Friday, November 16, 2007

Single-sector conglomerates offer better value


Nov 16, 2007 04:30 AM Bill Carrigan
Conglomerate (con·glom·er·ate)
(1) To form or gather into a mass or whole.

(2) A corporation consisting of several companies in different businesses. Such a structure allows for diversification of business risks, but the lack of focus can make managing the diverse businesses more difficult.

Conglomerates were popular in the 1960s due to a combination of low interest rates and a series of rolling bear and bull markets, which allowed the conglomerates to buy companies in leveraged buyouts, sometimes at temporarily deflated values.
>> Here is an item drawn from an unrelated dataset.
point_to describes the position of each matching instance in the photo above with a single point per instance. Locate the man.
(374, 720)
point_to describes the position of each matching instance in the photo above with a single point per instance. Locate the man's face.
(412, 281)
Famous examples of the 1960s conglomerates include Ling-Temco-Vought, ITT Corporation, Litton Industries, Teledyne, and Gulf and Western Industries.

In 1969, investors found conglomerates were not growing any faster than the individual companies had before they were bought out and share prices plummeted, sparking a bear market, and there was a general feeling conglomerates were to blame.

The last great Canadian conglomerate was Canadian Pacific Ltd., which built the railway that linked Canada's Prairies to the west coast in the 1880s and later expanded into a conglomerate. Affectionately known as CP, the company had investments in railways, ships, hotels, coal mines and oil.

With the purchase of one CP share, an investor could gain a diversified stake in the Canadian economy.

Unfortunately, investors again believed that CP was worth more in pieces and in 2001 the company announced plans to split itself into five publicly traded companies.

Today's conglomerates tend to focus on one sector. Some examples would be media (Time Warner Inc.), consumer (Berkshire Hathaway Inc.), industrial (General Electric Company and Onex Corp.), financial (Power Financial Corp.), transportation (Bombardier Inc.) and steel (ThyssenKrupp AG).

One could argue that many of this generation's conglomerates represent investor opportunity to participate in the various market sectors, much like the new sector-exchange-traded funds.

Let us assume an investor seeks to participate in the long-term growth of Canada's financial services industry. A quick study indicates Power Financial (TSX-POW) is delivering higher long-term returns relative to the performance of the TSX Financial Services Index.

Let us now assume an investor seeks to participate in the long-term growth of Canada's industrial products industry. The investor could purchase shares of one or two industrial companies or elect to purchase shares of Onex (TSX-OCX).

A quick study indicates the industrial conglomerate is delivering higher long-term returns relative to the performance of the S&P/TSX Capped Industrials Index.

Our chart this week is of Onex's monthly closes covering 15 years.

Technical studies on the long-term charts of growth companies such as Microsoft Corp. and Intel Corp. reveal the same pattern – an early growth, middle growth and final growth stage spanning a 30-to-50-year period.

When a growth company completes the final growth period, it must re-invent itself or convert to a "value" company. The other alternative is to find a buyer or shrink to junk status.

Our chart displays the start-up years of Onex in the early 1990s and the subsequent first growth spurt of the late 1990s. The first growth period was followed by four years of consolidation that lead to the current second growth period.

Technical studies have shown the second period of corporate growth to be the longest in terms of duration and price magnitude so kick back and enjoy the ride.

Bill Carrigan is an independent stock-market analyst.